SELAMAT DATANG DI KISAHKU

Jumat, 22 Juni 2012

Janji Palsu Profesionalisme Sepak Bola


KOMPAS.com - Tak bisa dibantah, krisis organisasi Persatuan Sepak Bola Seluruh Indonesia yang mulai menyeruak sejak tahun 2010 merupakan salah satu kontributor penting makin tenggelamnya kinerja pembangunan persepakbolaan nasional. Krisis yang berkelanjutan praktis sampai detik ini membuat segala upaya untuk membangkitkan sepak bola nasional ibarat harus dimulai dari titik nol. Bahkan, dalam beberapa aspek, dimulai dari titik negatif, dari puing yang berserakan di sepanjang jalan sejarah.

Krisis ini sebenarnya bermula dari kepengurusan Persatuan Sepak Bola Seluruh Indonesia (PSSI) di bawah kendali Nurdin Halid (2003-2011) yang cenderung membiarkan klub-klub sepak bola yang bernaung di bawah kompetisi menggantungkan nasibnya pada Anggaran Pendapatan dan Belanja Daerah (APBD).

Dalam setiap kesempatan, para pengurus PSSI kala itu selalu menekankan pentingnya membawa sepak bola ke arah industrialisasi lewat pengelolaan klub yang profesional. Ironisnya, dalam setiap kesempatan pula, para petinggi PSSI selalu memberikan pembelaan terhadap sejumlah besar klub peserta liga yang bersikukuh memakai dana APBD.
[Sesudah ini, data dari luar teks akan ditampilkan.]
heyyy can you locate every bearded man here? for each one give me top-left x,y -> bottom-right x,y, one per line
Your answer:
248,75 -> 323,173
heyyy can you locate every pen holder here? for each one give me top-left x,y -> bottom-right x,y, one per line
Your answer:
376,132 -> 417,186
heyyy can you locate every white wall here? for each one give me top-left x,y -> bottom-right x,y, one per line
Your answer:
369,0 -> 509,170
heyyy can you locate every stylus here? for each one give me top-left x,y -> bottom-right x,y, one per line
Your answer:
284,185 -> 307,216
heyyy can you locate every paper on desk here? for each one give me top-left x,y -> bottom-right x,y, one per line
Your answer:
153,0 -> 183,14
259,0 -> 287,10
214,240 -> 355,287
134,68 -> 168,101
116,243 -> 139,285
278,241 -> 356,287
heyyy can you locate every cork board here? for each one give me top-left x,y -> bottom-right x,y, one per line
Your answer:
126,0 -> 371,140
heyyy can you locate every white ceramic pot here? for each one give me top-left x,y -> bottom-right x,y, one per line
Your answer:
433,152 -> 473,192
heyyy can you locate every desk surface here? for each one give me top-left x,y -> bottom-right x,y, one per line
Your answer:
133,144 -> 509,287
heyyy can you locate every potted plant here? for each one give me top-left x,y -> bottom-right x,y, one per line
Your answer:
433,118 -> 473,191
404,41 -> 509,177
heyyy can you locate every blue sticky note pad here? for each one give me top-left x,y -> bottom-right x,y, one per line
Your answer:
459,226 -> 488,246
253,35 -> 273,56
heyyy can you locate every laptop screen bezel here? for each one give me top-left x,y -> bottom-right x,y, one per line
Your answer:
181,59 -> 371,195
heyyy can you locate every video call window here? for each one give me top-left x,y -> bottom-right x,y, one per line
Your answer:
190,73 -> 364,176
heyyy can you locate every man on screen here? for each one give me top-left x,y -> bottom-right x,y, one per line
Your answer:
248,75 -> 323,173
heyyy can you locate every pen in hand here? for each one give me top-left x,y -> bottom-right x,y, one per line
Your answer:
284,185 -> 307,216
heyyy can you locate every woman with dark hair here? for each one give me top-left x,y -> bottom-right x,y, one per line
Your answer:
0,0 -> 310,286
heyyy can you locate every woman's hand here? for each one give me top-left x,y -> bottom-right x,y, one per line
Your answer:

Paradoks ini tampaknya dipelihara oleh rezim PSSI kala itu untuk mempertahankan kekuasaan. Modusnya, dengan membiarkan klub disusui APBD (yang juga sangat rentan dikorupsi karena tiadanya mekanisme kontrol), rezim penguasa PSSI bisa menyetir suara mereka dalam kongres pemilihan ketua dan anggota komite eksekutif.

Rezim itu juga praktis menguasai sekitar 30 suara pengurus provinsi (pengprov) dari sekitar 100 suara yang berhak memberikan suaranya di setiap kongres. Anggota pengprov, yang kebanyakan juga berasal dari pemerintahan daerah (pemda), jelas diuntungkan jika mekanisme hibah APBD terus mengucur ke sepak bola.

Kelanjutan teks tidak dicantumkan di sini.